In astrology, Jupiter is known as the great benefic, forever seeking progress and expansion. He is broad-minded, exuberant, proud. Jupiter inclines to religion and philosophy and is a wise counsellor and teacher. The Indian name for the planet is 'Guru'.
Saturn is the equivalent to the Greek Cronus, whose name is seen in crone, old woman, and chronological, and as such there is an association with time and old age.
In the myth, it was prophesied that Cronus would be overthrown by one of his children, so at the birth of each one, he swallowed them. Rhea, his wife, with the help of her parents Uranus and Gaea, gave birth to Zeus in Crete and hid the child in a cave.
She presented Cronus with a large stone wrapped in baby clothes, which he duly swallowed and Zeus survived intact to become king of the gods.
Saturn was the god of feasting and plenty, which does not quite tie in with the symbolism in astrology. The festival of Saturnalia was held for seven days beginning on 19th December, corresponding with the later introduction of Christmas.
This was a time of fun and indulgence, and slaves were served by their masters. Saturn, or Cronus, was responsible for castrating his father Uranus.
This planet is named after the sky god and he ruled over the starry night sky. In the beginning, there was Chaos and then there was earth, represented by Gaea.

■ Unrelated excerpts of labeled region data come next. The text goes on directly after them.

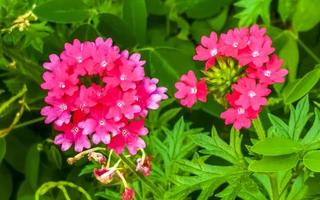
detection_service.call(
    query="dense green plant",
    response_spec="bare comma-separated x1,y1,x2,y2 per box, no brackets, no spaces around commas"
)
0,0,320,200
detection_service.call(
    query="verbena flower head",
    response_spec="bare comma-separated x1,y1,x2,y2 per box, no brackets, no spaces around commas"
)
41,38,167,153
175,25,288,130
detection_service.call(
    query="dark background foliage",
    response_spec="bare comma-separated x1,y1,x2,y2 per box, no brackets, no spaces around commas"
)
0,0,320,200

She produced Uranus and then mated with him, giving birth to a race of monsters, the Titans and the Cyclopes, and Uranus pushed them back down into the earth.
Gaea was not pleased and she made a sickle for her last-born son, Cronus, who then castrated him. From the blood arose the Furies, and from the severed genitals flung into the sea, arose a white foam from which Aphrodite was born.

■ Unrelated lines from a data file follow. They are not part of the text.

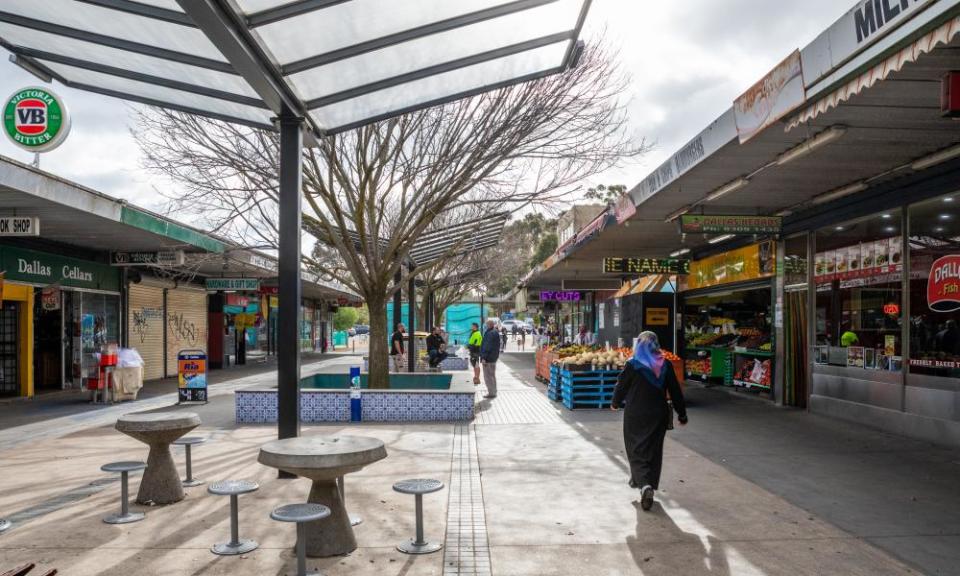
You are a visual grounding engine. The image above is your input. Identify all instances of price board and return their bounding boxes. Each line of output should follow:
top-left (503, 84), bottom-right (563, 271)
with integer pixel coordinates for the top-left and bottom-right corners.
top-left (177, 350), bottom-right (207, 403)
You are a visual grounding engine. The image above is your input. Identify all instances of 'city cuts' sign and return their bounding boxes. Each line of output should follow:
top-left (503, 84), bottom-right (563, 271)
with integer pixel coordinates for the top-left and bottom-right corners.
top-left (0, 216), bottom-right (40, 236)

The myth is dramatic and unusual, a little like the symbolism of the planet and its strange orbit, unlike any other planet.
At the time of its discovery in 1781, the medieval view of seven planets now became eight, and revolutions and uprisings reigned in France and North America (War of Independence, how appropriate!)
Neptune is named after the god of the sea, the Greek equivalent being Poseidon.
He was the brother of Jupiter and Pluto and the son of Saturn (Cronus). He is usually depicted carrying his three pronged trident and this symbol has become the planetary glyph.
The figure of Poseidon is very important in Greek mythology and less so in Roman mythology as the god Neptune.
At the time of the planet's discovery in 1846, there was a surge of interest in spiritualism, the Communist manifesto was published and photography and the pharmaceutical industries were slowly developing, all subjects associated with this planet.
This is the furthest planet in our solar system and is named after the god of the underworld, Hades in Greek mythology. (Although some believe it was named after Walt Disney's famous dog!)
He ruled a place of fear and darkness, the shadowlands. He took Persephone, daughter of Demeter, into the underworld. Demeter would not allow anything to grow on the earth and it became barren until Persephone's safe return.
A compromise was reached where she spent part of the year in the underworld and part of year on earth, so we have the seasons of summer and winter.
When this planet was discovered, the atom bomb was being developed, which came to epitomise total destruction and annihilation.
Pluto's symbolism is about change and transformation through the painful process of finding truth and meaning. It also corresponded with the rise of depth psychology.